Cuando regresaba de comer con alguna amiga, o de alguna reunión social, Amparo se sentía invadida por una gran melancolía, como si el bullicio en el que había estado horas antes acrecentara, por contraste, la soledad en la que se encontraba en aquel momento. Miraba alrededor: Los libros, los cuadros, los objetos acumulados a lo largo de aquella vida que durante tanto tiempo fue a dos se le echaban encima, más cargados de reproches que de sugerencias. Reproches por no haberlos disfrutado desde hacía tiempo, por pasar a su lado sin dirigirles una mirada, ni acariciar sus lomos, tratándolos con deliberada frialdad, cuál ella era.
Después, descolgaba el teléfono y la anónima voz que le servía de contestador se burlaba de ella con su mensaje impersonal: “El servicio contestador de Movistar le informa que no tiene mensajes». Todo lo que hacía la sociedad por arroparla era sospechoso, un arma de doble filo, una amenaza que acababa volviéndose contra ella, una trampa en la que no estaba dispuesta a caer.
Quizás la grisura que definía su vida procediera de ella misma, de la bruma que se había instalado en su alma y que nada conseguía disipar desde entonces.
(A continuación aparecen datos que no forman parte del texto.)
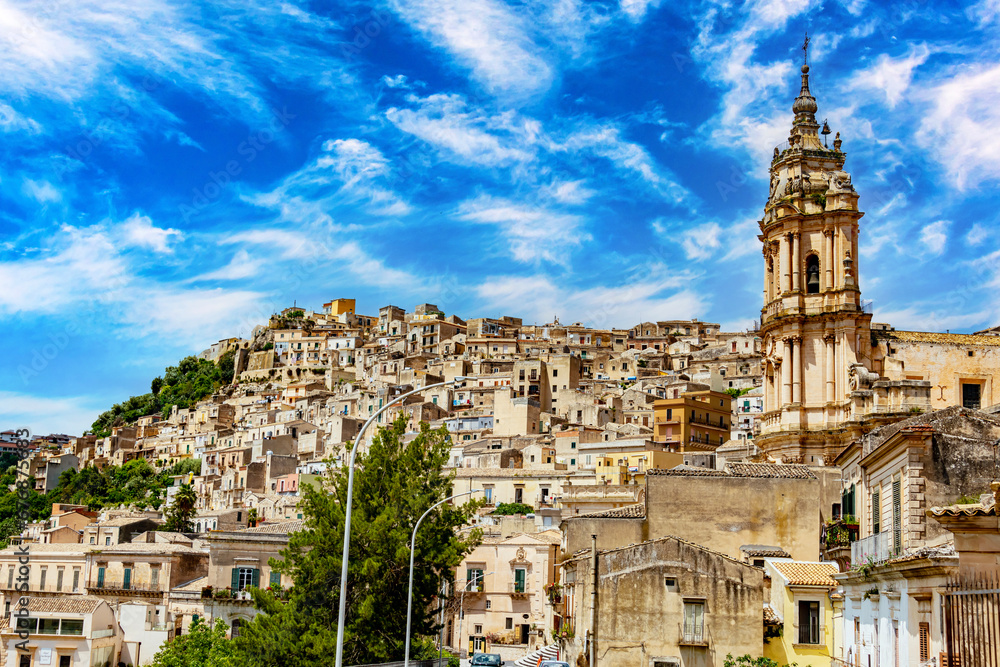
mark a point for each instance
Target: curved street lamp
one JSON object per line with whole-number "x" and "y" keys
{"x": 350, "y": 498}
{"x": 413, "y": 543}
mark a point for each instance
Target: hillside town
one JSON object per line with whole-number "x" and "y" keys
{"x": 820, "y": 489}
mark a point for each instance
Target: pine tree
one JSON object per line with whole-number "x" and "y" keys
{"x": 394, "y": 484}
{"x": 182, "y": 511}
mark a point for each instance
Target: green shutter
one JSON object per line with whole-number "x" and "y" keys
{"x": 876, "y": 513}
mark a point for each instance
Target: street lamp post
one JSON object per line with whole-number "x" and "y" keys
{"x": 350, "y": 498}
{"x": 413, "y": 544}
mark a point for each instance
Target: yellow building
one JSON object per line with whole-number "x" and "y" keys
{"x": 339, "y": 307}
{"x": 696, "y": 421}
{"x": 627, "y": 468}
{"x": 800, "y": 598}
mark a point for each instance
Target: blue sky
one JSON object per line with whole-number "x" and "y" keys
{"x": 173, "y": 173}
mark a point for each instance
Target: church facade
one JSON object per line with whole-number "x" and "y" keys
{"x": 830, "y": 374}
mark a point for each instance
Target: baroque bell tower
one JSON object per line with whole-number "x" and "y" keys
{"x": 813, "y": 327}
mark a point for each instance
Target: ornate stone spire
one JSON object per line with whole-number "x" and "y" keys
{"x": 805, "y": 126}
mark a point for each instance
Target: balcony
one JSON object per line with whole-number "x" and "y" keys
{"x": 517, "y": 589}
{"x": 141, "y": 589}
{"x": 876, "y": 548}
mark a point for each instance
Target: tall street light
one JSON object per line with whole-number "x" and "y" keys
{"x": 413, "y": 543}
{"x": 350, "y": 498}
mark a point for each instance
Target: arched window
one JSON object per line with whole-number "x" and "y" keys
{"x": 812, "y": 274}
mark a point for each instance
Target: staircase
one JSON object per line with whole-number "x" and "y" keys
{"x": 550, "y": 652}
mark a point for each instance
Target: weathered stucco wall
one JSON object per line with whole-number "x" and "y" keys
{"x": 640, "y": 617}
{"x": 724, "y": 513}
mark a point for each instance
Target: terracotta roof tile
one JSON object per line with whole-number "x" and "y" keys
{"x": 68, "y": 604}
{"x": 800, "y": 573}
{"x": 940, "y": 338}
{"x": 637, "y": 511}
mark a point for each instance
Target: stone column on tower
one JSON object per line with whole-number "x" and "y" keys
{"x": 797, "y": 369}
{"x": 796, "y": 261}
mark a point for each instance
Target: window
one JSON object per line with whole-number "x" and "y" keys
{"x": 812, "y": 274}
{"x": 694, "y": 621}
{"x": 808, "y": 622}
{"x": 876, "y": 513}
{"x": 48, "y": 626}
{"x": 244, "y": 577}
{"x": 925, "y": 642}
{"x": 474, "y": 579}
{"x": 520, "y": 574}
{"x": 971, "y": 395}
{"x": 897, "y": 519}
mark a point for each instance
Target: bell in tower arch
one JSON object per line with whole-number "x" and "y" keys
{"x": 812, "y": 274}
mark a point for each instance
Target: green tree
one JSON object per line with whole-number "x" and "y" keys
{"x": 395, "y": 483}
{"x": 182, "y": 511}
{"x": 202, "y": 646}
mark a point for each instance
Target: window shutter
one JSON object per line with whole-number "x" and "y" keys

Cuando veía a los demás llorar, reír, pelear, conmoverse, se asombraba de que no fingieran como fingía ella aparentando estar viva. ¿Fue siempre así? Claro que no, pero aquellos recuerdos le parecían pertenecer a otra. Su corazón se le secó desde aquel día. Amparo se preguntaba cómo habría sido su vida de haber luchado por tener aquel hijo, pero nunca se atrevió a reprochárselo, ni siquiera durante esas interminables veladas de domingo en que, sentados cada uno en su sillón, leían sin dirigirse la palabra. A veces uno de ellos escuchaba música con los auriculares puestos para no molestar al otro de forma que durante horas no se oía una voz en la casa, como correspondía a aquel sepulcro.
¡Dios, cuanto le odiaba! Pero le odiaba, sin pasión, teóricamente. Al verlo, no sentía aversión ni rabia. Estaba muerta y había agotado toda su capacidad de sufrir. Estaba anestesiada. Sin embargo, ahora que él ya no estaba en casa, había llegado el momento de ejecutar su venganza. Le iba a visitar de vez en cuando y aprovechaba su inmovilidad para desgranar lentamente los nombres de todos con los que se había acostado después de aquello: Amós, Benedicto, Gonzalo, Luis, Matías, Pedro, Ramón, Raúl, Santiago, y la lista seguía así, por riguroso orden alfabético. Cuando terminaba de nombrarlos, a veces, se olvidaba de alguno y si estaba todavía cerca de la tumba, volvía casi corriendo y le decía: «¡Ah!, y también Juan... se me había olvidado».